- Track carry explicitly instead of adding to scalar
- Branch-free code for carry calculations
Gives ~0.6% improvement for bench_verify (64bit, endo=yes)
Gives ~0.6% improvement for bench_verify (64bit, endo=yes)
- Track carry explicitly instead of adding to scalar
- Branch-free code for carry calculations
ACK, nice!
With latest changes, perf. increased by ~2% total for bench_verify (64bit, endo=yes), maybe half that for endo=no, but...
Note that the tests are currently failing for endo=no, because of the VERIFY_CHECK for w <= 15; when endo=no, _ecmult_wnaf is called for WINDOW_G==16. There is a bug lurking here because 'int' is only required to be 16 bits AFAIK, and if it is in fact 16, _ecmult_wnaf wouldn't work for w > 15 (thus the check).

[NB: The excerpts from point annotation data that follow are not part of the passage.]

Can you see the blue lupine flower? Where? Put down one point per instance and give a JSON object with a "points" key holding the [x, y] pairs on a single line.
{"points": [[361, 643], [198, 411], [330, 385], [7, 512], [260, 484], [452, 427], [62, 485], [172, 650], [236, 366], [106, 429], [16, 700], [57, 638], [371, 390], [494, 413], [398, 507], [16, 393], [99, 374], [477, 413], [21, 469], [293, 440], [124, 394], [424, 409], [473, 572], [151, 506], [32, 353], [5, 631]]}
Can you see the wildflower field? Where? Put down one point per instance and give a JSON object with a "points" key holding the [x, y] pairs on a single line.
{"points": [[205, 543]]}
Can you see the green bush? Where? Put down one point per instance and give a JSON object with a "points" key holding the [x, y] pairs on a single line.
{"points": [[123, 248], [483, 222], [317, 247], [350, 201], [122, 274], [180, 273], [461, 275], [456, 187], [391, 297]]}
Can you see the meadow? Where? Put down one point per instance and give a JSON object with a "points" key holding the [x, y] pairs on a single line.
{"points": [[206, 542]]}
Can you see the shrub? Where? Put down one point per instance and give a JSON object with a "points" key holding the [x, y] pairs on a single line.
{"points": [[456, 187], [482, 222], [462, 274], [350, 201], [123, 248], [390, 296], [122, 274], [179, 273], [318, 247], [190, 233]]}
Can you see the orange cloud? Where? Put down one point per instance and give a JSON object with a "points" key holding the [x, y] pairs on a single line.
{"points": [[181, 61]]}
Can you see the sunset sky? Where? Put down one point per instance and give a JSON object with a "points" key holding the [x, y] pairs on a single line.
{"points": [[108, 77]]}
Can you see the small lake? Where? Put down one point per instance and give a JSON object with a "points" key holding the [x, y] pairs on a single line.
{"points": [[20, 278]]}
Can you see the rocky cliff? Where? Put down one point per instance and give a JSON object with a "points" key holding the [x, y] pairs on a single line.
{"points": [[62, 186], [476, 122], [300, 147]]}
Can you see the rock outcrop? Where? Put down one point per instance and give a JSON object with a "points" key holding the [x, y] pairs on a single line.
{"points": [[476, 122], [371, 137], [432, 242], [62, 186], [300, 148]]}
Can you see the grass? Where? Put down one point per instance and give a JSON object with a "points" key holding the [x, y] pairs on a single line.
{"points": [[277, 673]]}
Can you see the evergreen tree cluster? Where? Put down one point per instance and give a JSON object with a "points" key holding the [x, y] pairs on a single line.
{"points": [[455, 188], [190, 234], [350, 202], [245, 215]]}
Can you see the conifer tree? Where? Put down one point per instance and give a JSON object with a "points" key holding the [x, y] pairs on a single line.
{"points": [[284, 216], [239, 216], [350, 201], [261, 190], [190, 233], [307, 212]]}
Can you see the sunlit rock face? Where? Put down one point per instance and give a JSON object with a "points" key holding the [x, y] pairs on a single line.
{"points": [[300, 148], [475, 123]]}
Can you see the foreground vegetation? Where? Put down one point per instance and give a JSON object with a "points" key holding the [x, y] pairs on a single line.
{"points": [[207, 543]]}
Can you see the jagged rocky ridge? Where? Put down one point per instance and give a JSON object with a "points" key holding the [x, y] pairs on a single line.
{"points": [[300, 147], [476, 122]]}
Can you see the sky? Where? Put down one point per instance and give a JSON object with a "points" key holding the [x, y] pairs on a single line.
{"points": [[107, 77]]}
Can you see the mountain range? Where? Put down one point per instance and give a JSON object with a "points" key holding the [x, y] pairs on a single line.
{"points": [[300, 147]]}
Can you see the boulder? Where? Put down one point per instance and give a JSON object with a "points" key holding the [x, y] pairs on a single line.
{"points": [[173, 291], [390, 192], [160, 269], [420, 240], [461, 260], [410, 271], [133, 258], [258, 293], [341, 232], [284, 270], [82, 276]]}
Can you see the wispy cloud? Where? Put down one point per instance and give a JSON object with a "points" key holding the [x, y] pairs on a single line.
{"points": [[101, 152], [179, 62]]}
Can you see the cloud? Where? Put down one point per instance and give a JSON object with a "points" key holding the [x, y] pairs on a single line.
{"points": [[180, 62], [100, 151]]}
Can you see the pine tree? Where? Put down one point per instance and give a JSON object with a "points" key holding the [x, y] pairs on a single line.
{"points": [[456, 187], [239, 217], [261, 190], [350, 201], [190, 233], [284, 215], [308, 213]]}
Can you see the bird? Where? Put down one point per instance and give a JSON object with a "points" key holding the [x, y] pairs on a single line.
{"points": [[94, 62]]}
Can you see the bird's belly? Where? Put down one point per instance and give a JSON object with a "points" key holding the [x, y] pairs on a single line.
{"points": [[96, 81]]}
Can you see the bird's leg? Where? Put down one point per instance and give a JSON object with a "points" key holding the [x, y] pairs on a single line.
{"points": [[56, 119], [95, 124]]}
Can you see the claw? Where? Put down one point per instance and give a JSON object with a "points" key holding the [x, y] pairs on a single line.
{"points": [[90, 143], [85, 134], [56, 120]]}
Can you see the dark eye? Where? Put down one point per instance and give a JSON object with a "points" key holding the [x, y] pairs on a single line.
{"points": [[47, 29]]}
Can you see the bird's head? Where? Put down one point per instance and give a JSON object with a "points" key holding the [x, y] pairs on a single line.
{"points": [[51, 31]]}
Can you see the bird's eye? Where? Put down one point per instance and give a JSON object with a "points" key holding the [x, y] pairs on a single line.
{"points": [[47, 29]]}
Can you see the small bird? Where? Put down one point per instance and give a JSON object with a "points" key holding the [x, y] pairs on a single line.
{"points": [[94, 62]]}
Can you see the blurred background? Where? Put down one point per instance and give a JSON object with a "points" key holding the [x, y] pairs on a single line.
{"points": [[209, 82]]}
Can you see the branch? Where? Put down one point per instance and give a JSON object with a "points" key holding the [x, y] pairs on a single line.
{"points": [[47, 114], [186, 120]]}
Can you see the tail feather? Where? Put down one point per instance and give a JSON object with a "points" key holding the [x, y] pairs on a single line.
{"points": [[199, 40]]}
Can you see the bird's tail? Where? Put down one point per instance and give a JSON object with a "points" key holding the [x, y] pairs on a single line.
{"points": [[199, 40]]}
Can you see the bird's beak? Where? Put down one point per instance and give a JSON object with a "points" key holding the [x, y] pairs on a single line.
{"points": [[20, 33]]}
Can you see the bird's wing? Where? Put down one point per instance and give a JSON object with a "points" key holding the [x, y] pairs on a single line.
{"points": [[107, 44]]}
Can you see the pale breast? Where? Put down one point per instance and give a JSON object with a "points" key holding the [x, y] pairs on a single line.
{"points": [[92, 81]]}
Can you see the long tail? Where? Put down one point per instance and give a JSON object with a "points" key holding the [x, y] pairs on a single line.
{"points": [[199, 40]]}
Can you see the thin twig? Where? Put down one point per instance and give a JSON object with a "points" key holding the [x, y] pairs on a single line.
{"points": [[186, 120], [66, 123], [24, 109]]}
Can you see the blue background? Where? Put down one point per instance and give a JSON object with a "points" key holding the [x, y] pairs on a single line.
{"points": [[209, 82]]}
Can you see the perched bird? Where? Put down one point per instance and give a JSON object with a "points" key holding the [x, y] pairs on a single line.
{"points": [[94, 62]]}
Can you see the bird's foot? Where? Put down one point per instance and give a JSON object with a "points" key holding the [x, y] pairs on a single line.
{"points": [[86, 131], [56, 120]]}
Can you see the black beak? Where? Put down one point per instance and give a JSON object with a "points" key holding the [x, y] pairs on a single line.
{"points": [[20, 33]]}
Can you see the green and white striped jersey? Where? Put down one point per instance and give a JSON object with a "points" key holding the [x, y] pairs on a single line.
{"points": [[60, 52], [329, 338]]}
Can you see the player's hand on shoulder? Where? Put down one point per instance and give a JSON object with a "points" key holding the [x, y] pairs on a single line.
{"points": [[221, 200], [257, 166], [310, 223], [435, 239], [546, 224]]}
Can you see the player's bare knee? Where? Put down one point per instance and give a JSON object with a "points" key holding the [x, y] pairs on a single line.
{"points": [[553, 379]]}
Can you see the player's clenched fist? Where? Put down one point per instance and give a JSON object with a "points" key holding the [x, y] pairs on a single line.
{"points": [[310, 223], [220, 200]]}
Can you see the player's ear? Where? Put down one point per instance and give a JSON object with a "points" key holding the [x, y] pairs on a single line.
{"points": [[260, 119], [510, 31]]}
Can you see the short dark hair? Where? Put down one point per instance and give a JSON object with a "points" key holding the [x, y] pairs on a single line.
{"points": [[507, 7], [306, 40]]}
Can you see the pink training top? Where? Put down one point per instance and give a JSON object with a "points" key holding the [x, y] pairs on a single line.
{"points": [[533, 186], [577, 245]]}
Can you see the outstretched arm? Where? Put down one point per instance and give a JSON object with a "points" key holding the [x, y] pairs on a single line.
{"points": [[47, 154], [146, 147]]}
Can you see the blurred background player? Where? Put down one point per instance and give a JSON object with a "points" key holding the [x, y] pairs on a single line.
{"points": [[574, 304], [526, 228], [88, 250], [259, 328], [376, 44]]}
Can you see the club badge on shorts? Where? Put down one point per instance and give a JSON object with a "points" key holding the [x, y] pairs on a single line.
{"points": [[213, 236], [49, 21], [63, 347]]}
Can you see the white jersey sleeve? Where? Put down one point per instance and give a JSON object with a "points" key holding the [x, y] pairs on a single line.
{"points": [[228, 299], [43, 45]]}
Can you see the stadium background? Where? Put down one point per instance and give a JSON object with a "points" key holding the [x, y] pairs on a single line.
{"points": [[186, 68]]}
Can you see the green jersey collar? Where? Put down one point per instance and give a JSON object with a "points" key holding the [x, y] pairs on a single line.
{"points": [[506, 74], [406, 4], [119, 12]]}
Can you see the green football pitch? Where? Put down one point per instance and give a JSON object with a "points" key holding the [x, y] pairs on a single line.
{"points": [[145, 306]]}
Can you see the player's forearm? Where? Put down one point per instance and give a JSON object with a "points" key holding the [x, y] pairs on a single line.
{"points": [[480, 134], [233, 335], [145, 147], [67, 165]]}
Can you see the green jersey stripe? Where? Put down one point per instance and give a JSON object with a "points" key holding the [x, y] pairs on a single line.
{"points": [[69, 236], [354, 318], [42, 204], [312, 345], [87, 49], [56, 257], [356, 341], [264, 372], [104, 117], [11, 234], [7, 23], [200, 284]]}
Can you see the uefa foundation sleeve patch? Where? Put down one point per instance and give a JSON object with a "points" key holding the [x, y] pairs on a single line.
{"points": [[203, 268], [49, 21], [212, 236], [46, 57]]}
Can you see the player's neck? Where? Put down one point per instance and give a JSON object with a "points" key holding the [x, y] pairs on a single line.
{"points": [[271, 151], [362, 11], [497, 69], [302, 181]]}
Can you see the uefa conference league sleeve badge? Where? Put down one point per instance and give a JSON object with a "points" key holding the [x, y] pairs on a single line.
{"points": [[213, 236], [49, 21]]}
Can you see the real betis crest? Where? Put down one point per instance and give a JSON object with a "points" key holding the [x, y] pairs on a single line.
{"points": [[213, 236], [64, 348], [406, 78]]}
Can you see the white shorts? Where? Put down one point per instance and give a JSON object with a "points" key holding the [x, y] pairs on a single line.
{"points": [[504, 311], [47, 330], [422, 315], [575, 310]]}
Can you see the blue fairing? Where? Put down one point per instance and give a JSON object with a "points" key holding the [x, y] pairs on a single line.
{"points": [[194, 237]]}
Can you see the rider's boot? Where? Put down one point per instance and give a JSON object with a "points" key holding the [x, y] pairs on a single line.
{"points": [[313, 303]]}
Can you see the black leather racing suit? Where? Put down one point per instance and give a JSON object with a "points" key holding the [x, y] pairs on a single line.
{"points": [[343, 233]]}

Note that the bug is independent of this PR.
I guess the simplest fix is to change the element type of 'wnaf' to int32_t. Alternately, we could make it explicitly int16_t and just set WINDOW_G to 15 in all cases. Thoughts?
The code is not 16 bit safe in a number of places. I've fixed things that I've touched, but an effort should be made at some point to fix that. The current requirement for the availability of a 64-bit long long though keeps me from simply just trying to build it for a 16 bit platform. :)
OK, I just changed the check to w <= 31 for now, to reflect the effective assumption of 32-bit int.
Tested ACK, though if others feel we should react more seriously to the 16-bit incompatibility I'll withdraw it :)
Very good stuff, thanks Peter!
- Initialize 'wnaf' to zeroes using memset
- Add new 'len' arg to speed up smaller scalars (mostly for endo=yes)
I reconsidered the "external initialisation of wnaf" change (rebased out that version) and changed to a memset inside _ecmult_wnaf. Still ~2% improvement.
ACK